Client Needs Lead to Development of New Service
That's why Financial Service Group developed Career Asset ManagementTM.
It’s a new service designed for us and other financial planners to
use in partnership with career counselors to manage the financial
aspects of a career. We focus on optimizing the career asset -
extending its value -- and extending its life.
Consider a client with peak wages of $75,000 who abruptly retires at
age 60. What if, instead, we extend the career asset for an
additional eight years? The first three years he works at 75 percent
of his current schedule and income, the next three years at 60
percent, and the last two at 40 percent. Assuming an average income
and employment tax rate of 40 percent and a six percent discount
rate, the value in today's dollar of that increased income is
$174,150. Now, that's a good return on investment.
We're oversimplifying here by only considering income. Other
quantifiable measures of a career asset include employee benefits,
increased pension, and Social Security benefit accruals.

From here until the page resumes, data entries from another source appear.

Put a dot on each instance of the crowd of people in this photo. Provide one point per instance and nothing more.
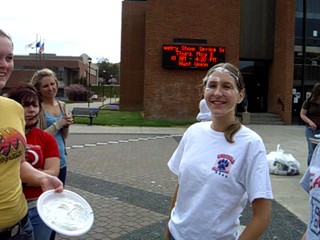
(22, 179)
(217, 160)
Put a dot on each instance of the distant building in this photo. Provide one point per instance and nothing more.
(67, 69)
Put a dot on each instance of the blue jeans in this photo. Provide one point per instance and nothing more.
(62, 176)
(26, 232)
(311, 146)
(40, 230)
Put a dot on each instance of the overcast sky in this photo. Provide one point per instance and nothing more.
(67, 27)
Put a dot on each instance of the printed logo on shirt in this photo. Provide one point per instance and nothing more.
(223, 165)
(315, 216)
(12, 144)
(34, 155)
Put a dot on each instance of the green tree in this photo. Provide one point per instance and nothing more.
(107, 69)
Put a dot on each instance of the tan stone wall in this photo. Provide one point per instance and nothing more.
(132, 55)
(281, 70)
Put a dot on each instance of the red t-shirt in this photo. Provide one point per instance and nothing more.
(40, 145)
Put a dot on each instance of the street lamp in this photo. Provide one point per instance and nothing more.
(89, 85)
(103, 83)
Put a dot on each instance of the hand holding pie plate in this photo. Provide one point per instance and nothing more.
(66, 213)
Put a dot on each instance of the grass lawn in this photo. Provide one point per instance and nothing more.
(128, 118)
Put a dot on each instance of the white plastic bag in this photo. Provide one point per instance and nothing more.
(281, 163)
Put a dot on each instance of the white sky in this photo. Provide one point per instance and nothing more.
(68, 27)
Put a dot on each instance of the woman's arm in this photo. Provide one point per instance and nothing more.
(52, 166)
(260, 219)
(30, 175)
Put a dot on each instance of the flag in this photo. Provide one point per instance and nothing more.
(30, 45)
(41, 50)
(38, 44)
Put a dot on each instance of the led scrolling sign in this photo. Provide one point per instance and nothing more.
(191, 56)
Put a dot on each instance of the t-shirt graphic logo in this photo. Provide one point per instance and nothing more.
(12, 144)
(223, 164)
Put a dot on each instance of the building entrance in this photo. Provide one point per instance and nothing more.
(255, 75)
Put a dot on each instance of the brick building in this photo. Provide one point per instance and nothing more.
(258, 36)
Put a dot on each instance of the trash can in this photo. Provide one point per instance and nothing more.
(245, 118)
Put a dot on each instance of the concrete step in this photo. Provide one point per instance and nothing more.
(263, 119)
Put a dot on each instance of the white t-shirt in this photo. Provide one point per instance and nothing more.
(216, 178)
(204, 114)
(311, 183)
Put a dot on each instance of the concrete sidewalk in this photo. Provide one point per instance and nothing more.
(122, 172)
(286, 189)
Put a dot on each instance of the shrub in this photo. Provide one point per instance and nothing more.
(76, 92)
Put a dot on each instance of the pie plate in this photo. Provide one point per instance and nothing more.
(66, 213)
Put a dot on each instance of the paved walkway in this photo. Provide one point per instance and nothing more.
(122, 173)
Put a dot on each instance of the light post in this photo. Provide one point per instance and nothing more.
(89, 85)
(103, 83)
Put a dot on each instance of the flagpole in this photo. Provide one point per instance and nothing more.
(36, 52)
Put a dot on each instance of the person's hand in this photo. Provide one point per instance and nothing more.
(68, 117)
(66, 121)
(312, 125)
(49, 182)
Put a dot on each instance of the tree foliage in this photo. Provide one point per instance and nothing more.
(108, 70)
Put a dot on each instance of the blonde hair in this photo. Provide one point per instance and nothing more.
(235, 73)
(39, 75)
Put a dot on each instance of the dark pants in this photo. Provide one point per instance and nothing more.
(62, 176)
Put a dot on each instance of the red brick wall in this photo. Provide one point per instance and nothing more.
(175, 93)
(132, 55)
(281, 71)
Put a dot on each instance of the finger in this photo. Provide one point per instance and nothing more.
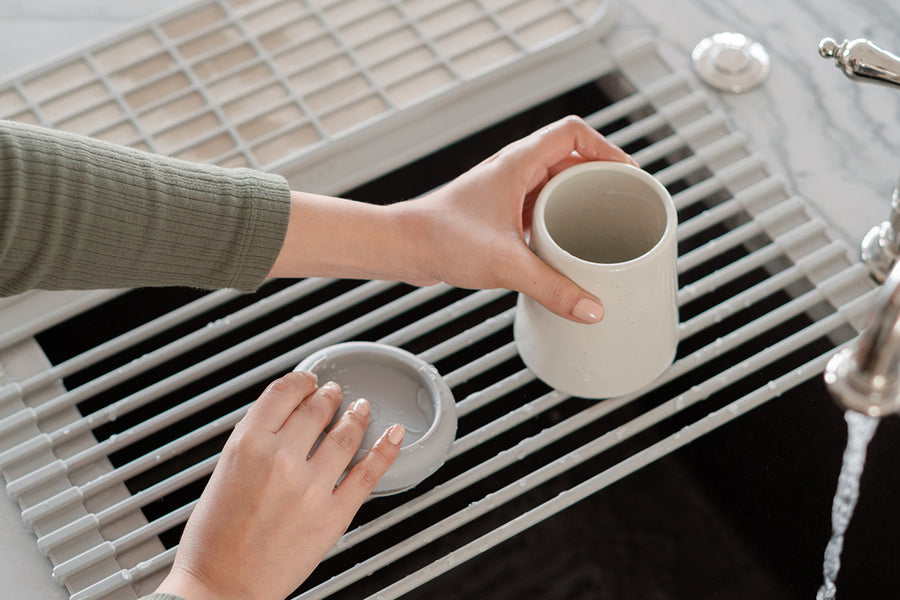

Plus, there
are qualitative (non-financial) factors, such as job satisfaction
and social interaction that are taken into consideration in
determining the true value of the career asset.
Career optimization is the process of increasing career asset value.
Comparing a career to a rental property helps explain this.
If deferred maintenance (career skill set) along with a destructive
tenant (employer or negative work/life fit) are allowed to continue,
over time the property's (career) value will decline, the ability to
increase rents (maximize skills) will be reduced and the useful life
diminished. The value of this mismanaged asset (career) is
minimized. But, by evicting the destructive tenant (adjusting the
negative work/life fit factors) and rehabbing the property
(learning/applying new skills or changing jobs), we can increase
future cash flow potential along with the useful life.
Bob Veres, publisher of Inside Information, a financial planner
trade publication, calls Financial Service Group's Career Asset
Management service groundbreaking.
"It seems to me that this is one of those client service
breakthroughs that dramatically enhances the value of the financial
planning engagement and, at the same time, addresses one of those
social issues that the world is groping for a solution to," Veres
wrote recently in his publication.
By studying this issue for the past two years in collaboration with
our clients, we have learned that by reframing career as a financial
asset and working together with career counselors, we can
objectively advise and facilitate discussion and change for our
clients. By reviewing the data with clients, we can help you get
past financial fears. This will deliver measurable results through
increasing potential income, optimizing work/life fit and extending
the life cycle of your career asset.